Autonomous vehicles are set to enable new forms of surveillance and oppression
Autonomous vehicles are set to enable new forms of surveillance and oppression
Imagine a state-of-the-art driverless car zipping along a road with a disabled, 90-year-old passenger. A young mother with a toddler steps onto the road. The car must make a decision: drive into the mother and child and kill them, or swerve into a wall and kill the passenger.
This is a variation of the trolley problem, a thought experiment which dominates academic and popular thinking about the ethics of driverless cars.

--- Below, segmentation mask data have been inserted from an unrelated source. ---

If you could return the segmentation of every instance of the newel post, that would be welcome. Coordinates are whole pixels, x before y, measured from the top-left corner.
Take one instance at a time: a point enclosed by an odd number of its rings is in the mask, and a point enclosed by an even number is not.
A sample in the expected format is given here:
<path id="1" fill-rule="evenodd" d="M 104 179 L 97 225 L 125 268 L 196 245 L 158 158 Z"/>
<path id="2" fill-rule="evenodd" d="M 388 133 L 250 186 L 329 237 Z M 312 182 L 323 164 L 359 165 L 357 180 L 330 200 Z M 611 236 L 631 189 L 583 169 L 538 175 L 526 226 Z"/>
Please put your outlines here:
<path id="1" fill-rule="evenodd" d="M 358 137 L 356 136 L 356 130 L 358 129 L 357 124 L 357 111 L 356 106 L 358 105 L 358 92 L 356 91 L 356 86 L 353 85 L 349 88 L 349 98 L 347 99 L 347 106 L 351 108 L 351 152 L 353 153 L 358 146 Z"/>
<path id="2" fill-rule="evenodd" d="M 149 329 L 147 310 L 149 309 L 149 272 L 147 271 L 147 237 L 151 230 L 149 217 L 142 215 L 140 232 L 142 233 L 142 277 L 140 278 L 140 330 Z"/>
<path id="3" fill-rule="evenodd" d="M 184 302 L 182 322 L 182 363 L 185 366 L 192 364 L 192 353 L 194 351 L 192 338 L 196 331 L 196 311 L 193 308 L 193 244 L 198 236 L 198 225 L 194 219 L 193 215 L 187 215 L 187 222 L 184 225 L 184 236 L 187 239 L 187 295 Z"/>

The problem is that such debates not only dismiss the complexity of the system in which driverless cars will exist, but are also moral red herrings.
The real ethical issues lie in the politics and power concerns with driverless cars.
Governments across the world are taking a deep interest in driverless cars: the German government has produced ethical guidelines for driverless cars, the UK government has promised driverless cars to be on the road by 2021, and the Russian government by the end of 2018. China also has ambitious plans to connect driverless cars to the internet and install sensors in roads and traffic lights by 2025.
Most revealing is the way driverless cars feature in the EU’s White Paper on the Future of Europe, published in March 2017. They form a telling part of a snapshot of how Europe might look in 2025; a future where EU countries have effectively joined to become one federal superstate.